The deal is that Apple is saying "we are going to use your device to determine what is in your pictures." The circumstances and scope of those determinations can change, but the expectation that Apple will be doing it is now publicly established. Political affiliations, location and timestamps (this doesn't even need modeling!), illegal objects or substances, etc. Tomorrow, the hyper-parameters or the ontology could be expanded to search for anything. If apple is introducing the ability to recognize photo content on the device (even if right now it is destined for the cloud as a pre-scan), it doesn't really matter that the model is only tuned to find child abuse, as an example. I can search my images for "Green taxi" and it will find it. Knowing the content of the images is what Google does in the cloud, and its great.

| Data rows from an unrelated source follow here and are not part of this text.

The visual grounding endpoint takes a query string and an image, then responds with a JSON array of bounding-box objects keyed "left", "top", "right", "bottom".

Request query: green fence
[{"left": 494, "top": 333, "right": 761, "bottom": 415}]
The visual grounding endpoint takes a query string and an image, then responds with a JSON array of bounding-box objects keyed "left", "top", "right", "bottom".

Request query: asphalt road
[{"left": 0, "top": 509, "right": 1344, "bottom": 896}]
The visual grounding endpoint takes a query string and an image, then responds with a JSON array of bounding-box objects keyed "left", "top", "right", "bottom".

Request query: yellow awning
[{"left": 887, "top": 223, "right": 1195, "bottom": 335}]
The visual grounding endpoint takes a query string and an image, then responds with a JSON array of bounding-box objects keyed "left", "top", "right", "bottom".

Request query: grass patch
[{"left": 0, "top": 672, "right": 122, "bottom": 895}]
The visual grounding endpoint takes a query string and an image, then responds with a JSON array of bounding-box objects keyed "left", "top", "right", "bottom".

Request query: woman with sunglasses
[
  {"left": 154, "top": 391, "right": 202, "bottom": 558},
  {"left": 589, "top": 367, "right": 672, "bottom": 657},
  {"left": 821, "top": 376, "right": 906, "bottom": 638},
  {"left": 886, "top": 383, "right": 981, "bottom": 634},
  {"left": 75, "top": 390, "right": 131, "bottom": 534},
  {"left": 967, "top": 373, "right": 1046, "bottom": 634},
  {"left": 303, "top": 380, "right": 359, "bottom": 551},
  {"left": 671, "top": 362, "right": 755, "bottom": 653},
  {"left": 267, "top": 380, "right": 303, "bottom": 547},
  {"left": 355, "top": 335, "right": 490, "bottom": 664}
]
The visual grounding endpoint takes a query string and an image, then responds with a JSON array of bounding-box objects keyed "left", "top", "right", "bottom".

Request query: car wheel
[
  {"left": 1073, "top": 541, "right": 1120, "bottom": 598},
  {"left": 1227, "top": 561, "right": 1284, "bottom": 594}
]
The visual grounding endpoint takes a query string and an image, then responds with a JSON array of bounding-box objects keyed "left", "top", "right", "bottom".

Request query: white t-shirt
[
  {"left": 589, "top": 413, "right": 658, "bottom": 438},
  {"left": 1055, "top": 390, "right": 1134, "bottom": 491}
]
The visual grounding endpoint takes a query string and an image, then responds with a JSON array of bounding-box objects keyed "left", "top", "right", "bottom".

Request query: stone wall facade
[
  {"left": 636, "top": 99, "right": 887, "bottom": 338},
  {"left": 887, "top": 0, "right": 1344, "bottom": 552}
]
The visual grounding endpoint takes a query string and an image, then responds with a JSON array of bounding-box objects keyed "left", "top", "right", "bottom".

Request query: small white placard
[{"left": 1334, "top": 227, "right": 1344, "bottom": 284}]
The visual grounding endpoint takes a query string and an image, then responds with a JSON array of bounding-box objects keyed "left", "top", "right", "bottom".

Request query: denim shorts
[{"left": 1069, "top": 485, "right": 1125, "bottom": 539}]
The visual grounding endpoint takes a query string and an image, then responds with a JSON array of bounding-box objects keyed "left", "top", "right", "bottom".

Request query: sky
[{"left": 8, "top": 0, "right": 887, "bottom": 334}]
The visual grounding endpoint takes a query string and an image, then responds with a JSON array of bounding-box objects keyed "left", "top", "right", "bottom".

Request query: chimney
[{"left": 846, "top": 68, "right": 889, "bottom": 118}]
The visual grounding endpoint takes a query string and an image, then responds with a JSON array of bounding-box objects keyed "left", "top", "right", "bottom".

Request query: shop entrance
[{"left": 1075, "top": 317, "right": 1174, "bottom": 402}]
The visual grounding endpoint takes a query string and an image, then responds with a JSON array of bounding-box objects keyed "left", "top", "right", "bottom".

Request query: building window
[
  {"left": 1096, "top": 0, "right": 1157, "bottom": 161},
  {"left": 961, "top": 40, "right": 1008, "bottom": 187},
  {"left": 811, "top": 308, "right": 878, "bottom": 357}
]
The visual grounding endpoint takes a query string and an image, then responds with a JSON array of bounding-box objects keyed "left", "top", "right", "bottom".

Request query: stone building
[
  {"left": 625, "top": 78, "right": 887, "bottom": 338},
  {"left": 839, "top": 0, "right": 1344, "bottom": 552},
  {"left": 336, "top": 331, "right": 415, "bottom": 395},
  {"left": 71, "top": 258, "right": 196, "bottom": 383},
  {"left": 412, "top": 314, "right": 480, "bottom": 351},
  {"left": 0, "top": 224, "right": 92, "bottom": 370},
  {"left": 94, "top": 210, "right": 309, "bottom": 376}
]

The way I would expect it to work, is to recognize the content of images. As far as privacy goes, Google will automatically scan your photos for faces if you have the face grouping feature turned on. I'm not an expert in how CSAM works, but if it only as a block list against certain images it will be very ineffective. We’ve reached out to Google for more details. Their app, Google PhotoScan, not only allows you to scan your prints for safe-keeping and easy. As such, anyone with a Gmail account in the U.S. Google Photos has taken all of the stress out of scanning photos.

Ok - if we are going to narrow the scope of the debate to the nature of the scanning, that is the core of my argument to begin with. Meanwhile, back in March, Google One gained dark web info monitoring for subscribers.That scanning is now coming to all Gmail IDs.